Experts believe that OPEC, and before all else the countries of the Persian Gulf, control around 40% of the world oil trade, and might seriously influence the economy of Western countries. Guided by this, in 1974 the importing countries, united under the aegis of the International Energy Agency, renewed production at wells that had formerly been closed as unprofitable, introduced new technologies for searching out oil fields and for deep drilling, and expanded the geographical expanse of exploratory drilling outside the boundaries of OPEC. As a result, oil fields were opened in Mexico, Alaska, and the North Sea, oil processing technology was improved, and there were successes in the development of alternative energy sources. In this way the West managed to achieve two strategic objectives: reducing the role of oil in energy as a whole, and weakening the influence of the Middle-Eastern countries in OPEC and on the oil market.
Clearly in the context of these policies, the West views the Caspian as a competitor for the Persian Gulf, which might, in the case of necessity, reduce pressure from the primary oil producers – Russia and OPEC. Correspondingly, the Caspian resources can be viewed as a lever for control over the world energy balance and an alternative to oil sources in the Persian Gulf.

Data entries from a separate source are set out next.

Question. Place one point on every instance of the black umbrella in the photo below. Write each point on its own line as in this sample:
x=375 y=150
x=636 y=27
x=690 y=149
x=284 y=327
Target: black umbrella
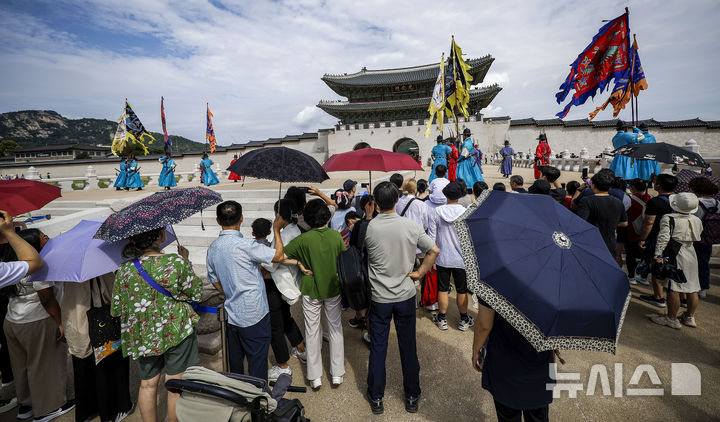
x=663 y=153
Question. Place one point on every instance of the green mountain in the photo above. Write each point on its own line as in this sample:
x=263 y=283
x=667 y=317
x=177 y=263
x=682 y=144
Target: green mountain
x=33 y=128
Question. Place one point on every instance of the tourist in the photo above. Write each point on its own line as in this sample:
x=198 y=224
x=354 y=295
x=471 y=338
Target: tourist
x=633 y=253
x=391 y=243
x=167 y=175
x=507 y=154
x=516 y=184
x=121 y=179
x=655 y=209
x=439 y=155
x=133 y=181
x=281 y=322
x=318 y=249
x=512 y=370
x=542 y=155
x=156 y=330
x=603 y=211
x=343 y=201
x=35 y=340
x=101 y=388
x=234 y=176
x=207 y=175
x=469 y=167
x=409 y=206
x=684 y=227
x=705 y=190
x=622 y=165
x=233 y=269
x=28 y=260
x=450 y=261
x=646 y=168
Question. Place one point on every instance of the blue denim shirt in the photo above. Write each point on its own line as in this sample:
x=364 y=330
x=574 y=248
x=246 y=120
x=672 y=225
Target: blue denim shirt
x=232 y=261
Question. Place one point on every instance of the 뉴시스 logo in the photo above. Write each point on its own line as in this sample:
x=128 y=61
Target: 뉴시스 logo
x=685 y=380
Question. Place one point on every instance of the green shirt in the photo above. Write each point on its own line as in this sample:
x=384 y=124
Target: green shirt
x=318 y=249
x=151 y=322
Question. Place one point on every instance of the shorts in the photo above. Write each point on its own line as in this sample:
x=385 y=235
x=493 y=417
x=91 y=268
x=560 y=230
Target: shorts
x=459 y=279
x=175 y=360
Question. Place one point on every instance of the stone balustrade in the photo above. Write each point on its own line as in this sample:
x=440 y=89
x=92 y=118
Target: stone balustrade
x=91 y=181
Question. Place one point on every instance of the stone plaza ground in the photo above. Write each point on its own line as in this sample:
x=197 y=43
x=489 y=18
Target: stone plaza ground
x=451 y=388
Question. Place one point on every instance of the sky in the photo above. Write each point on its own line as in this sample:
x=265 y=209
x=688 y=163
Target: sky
x=259 y=63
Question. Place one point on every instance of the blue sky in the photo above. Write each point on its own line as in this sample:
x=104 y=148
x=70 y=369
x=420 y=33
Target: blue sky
x=259 y=63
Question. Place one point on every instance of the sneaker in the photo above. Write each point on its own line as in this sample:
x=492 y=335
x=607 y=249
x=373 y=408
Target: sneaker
x=122 y=415
x=688 y=320
x=275 y=372
x=465 y=324
x=357 y=322
x=8 y=404
x=376 y=405
x=411 y=404
x=68 y=406
x=664 y=320
x=302 y=356
x=24 y=412
x=441 y=323
x=660 y=303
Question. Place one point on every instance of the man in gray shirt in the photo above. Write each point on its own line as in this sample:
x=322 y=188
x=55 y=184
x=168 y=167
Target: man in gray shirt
x=391 y=242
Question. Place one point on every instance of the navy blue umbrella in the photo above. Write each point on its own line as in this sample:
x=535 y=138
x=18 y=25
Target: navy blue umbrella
x=545 y=270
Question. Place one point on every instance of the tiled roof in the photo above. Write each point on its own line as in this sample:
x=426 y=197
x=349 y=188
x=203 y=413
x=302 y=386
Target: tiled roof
x=426 y=72
x=478 y=94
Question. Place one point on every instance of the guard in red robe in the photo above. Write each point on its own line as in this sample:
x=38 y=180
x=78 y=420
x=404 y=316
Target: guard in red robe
x=542 y=154
x=233 y=176
x=452 y=161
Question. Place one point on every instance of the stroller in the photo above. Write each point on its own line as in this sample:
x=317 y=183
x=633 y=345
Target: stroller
x=210 y=396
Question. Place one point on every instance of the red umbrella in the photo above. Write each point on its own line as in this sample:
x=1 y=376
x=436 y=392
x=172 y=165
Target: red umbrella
x=19 y=196
x=371 y=159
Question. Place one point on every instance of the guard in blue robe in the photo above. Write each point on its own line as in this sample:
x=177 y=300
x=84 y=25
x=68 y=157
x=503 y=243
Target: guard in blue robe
x=167 y=175
x=122 y=175
x=646 y=168
x=507 y=155
x=469 y=168
x=206 y=174
x=623 y=166
x=439 y=154
x=133 y=177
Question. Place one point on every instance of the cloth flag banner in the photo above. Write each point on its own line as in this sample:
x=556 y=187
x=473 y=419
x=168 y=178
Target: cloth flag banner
x=438 y=100
x=605 y=59
x=209 y=132
x=457 y=82
x=623 y=89
x=168 y=141
x=135 y=130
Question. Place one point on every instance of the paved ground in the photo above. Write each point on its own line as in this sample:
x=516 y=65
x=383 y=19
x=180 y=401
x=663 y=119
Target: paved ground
x=452 y=391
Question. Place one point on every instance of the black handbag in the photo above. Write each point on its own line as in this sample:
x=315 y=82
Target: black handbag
x=103 y=328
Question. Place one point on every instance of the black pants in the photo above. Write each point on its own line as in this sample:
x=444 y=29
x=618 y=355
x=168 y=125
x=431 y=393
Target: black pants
x=5 y=367
x=281 y=324
x=102 y=388
x=633 y=254
x=508 y=414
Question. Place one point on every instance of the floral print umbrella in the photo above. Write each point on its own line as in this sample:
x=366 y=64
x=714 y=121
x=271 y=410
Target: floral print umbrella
x=160 y=209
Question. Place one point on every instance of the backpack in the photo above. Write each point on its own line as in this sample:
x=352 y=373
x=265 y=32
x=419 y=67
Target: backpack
x=711 y=225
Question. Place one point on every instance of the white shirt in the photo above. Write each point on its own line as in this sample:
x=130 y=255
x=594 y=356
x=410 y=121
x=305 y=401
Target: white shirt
x=12 y=272
x=443 y=232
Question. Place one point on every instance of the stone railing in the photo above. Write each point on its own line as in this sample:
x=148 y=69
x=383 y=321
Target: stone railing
x=91 y=181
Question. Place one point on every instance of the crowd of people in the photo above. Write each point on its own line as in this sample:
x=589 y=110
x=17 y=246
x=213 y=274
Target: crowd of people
x=404 y=232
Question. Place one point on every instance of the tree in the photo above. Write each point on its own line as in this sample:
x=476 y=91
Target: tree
x=7 y=146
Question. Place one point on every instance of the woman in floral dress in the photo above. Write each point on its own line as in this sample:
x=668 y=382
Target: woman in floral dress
x=157 y=331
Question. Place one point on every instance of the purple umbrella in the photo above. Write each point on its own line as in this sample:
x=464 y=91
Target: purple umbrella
x=75 y=256
x=160 y=209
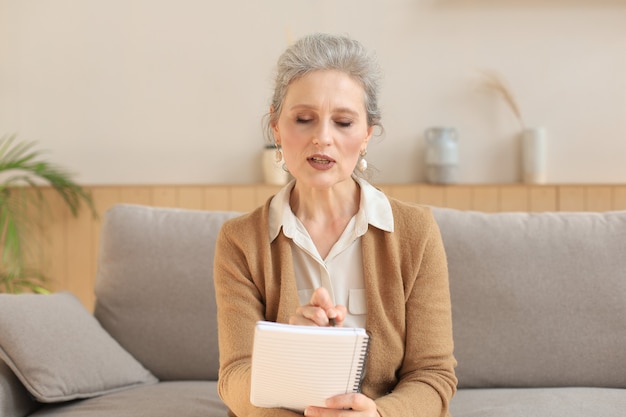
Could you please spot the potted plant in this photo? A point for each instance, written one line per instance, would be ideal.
(22, 174)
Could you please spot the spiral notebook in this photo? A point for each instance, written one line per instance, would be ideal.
(297, 366)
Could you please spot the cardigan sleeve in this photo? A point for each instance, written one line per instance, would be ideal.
(239, 306)
(426, 378)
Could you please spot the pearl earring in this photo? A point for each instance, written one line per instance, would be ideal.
(362, 165)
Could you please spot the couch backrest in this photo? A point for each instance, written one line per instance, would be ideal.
(537, 299)
(154, 288)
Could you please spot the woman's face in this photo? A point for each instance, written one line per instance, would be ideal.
(322, 128)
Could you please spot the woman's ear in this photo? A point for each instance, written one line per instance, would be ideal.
(370, 131)
(274, 126)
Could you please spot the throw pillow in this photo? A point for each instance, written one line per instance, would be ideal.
(60, 352)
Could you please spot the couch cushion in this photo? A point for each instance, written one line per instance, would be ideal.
(165, 399)
(539, 402)
(60, 352)
(538, 299)
(154, 287)
(14, 398)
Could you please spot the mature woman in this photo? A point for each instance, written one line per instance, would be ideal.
(329, 248)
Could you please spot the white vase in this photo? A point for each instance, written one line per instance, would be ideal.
(273, 172)
(534, 155)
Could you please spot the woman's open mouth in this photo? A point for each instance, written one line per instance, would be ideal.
(321, 162)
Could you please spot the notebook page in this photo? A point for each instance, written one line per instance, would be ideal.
(297, 366)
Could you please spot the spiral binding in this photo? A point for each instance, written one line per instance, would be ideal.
(360, 372)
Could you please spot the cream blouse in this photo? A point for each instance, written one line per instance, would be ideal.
(341, 272)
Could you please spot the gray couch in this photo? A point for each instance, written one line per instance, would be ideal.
(539, 312)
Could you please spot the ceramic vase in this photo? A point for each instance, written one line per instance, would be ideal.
(533, 155)
(442, 155)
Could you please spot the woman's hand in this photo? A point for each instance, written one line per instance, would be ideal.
(320, 311)
(357, 405)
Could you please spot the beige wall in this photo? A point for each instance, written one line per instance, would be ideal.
(165, 92)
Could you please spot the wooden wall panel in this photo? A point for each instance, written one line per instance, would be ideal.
(67, 247)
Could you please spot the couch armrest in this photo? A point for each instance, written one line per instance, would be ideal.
(15, 401)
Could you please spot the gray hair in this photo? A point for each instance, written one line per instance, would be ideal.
(321, 51)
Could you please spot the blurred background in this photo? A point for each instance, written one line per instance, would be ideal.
(174, 92)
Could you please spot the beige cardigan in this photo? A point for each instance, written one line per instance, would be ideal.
(410, 368)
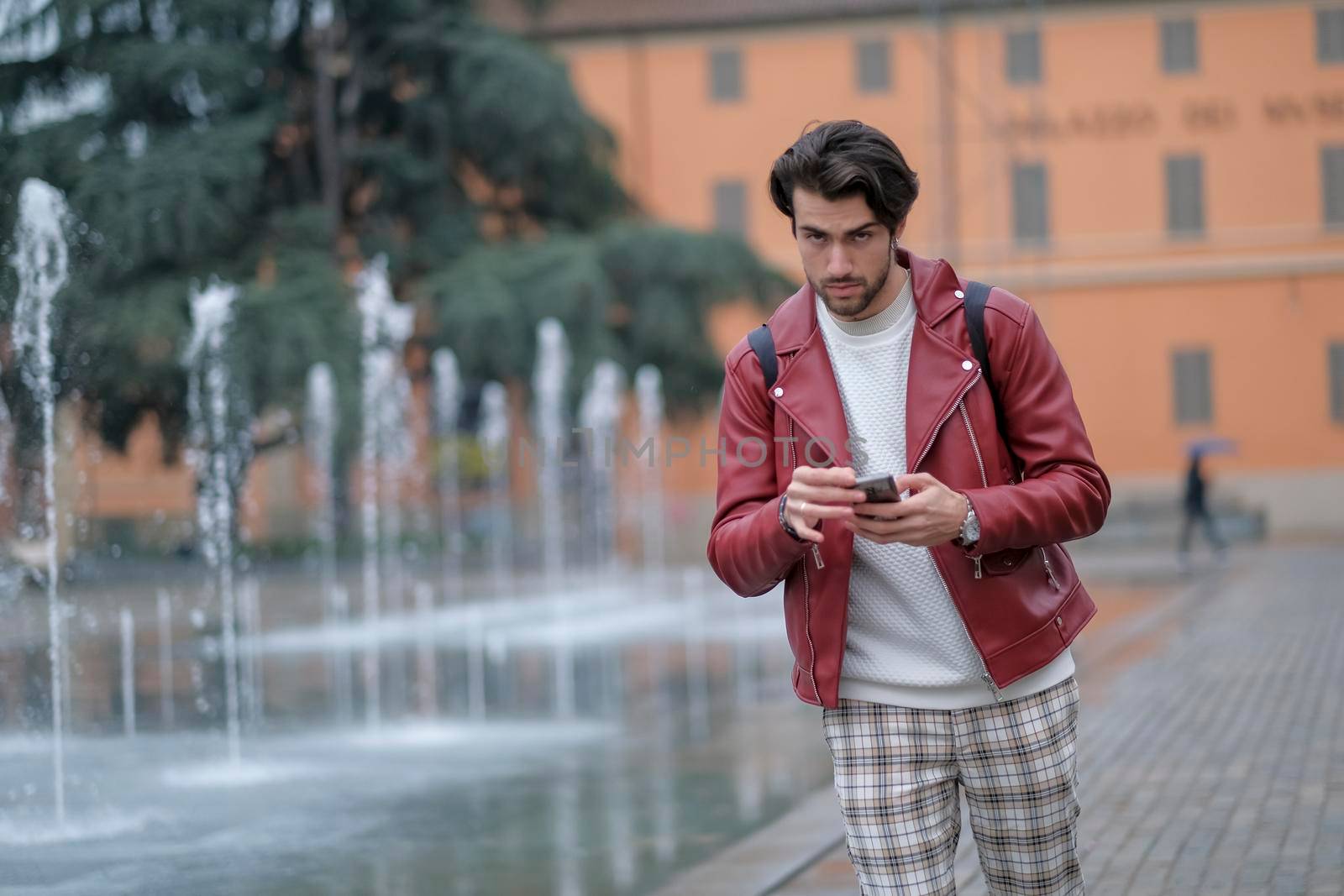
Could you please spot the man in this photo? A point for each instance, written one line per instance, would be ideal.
(933, 631)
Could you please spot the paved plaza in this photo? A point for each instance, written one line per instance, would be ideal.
(1211, 746)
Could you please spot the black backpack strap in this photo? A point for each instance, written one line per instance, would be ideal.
(978, 295)
(763, 343)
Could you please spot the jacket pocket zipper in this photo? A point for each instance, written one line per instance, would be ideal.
(806, 584)
(980, 463)
(984, 667)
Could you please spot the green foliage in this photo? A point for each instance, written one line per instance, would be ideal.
(221, 143)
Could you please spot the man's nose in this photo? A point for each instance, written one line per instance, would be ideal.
(837, 262)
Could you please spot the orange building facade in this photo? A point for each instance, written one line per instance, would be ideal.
(1163, 181)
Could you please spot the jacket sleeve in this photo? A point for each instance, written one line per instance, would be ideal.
(1063, 493)
(749, 550)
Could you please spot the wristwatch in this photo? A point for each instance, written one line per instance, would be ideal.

An important lesson can be drawn from all of this – not only does the market need oil, but a stable market is necessary for oil, and only policies founded on taking into account the linear and inverse relationships between the production of oil and the market can become a guarantee of economic growth. Can major oil players can find a balance between all these multi-directional interests or will oil continue to be a source of conflict in the future, so long as it exists? The future will tell.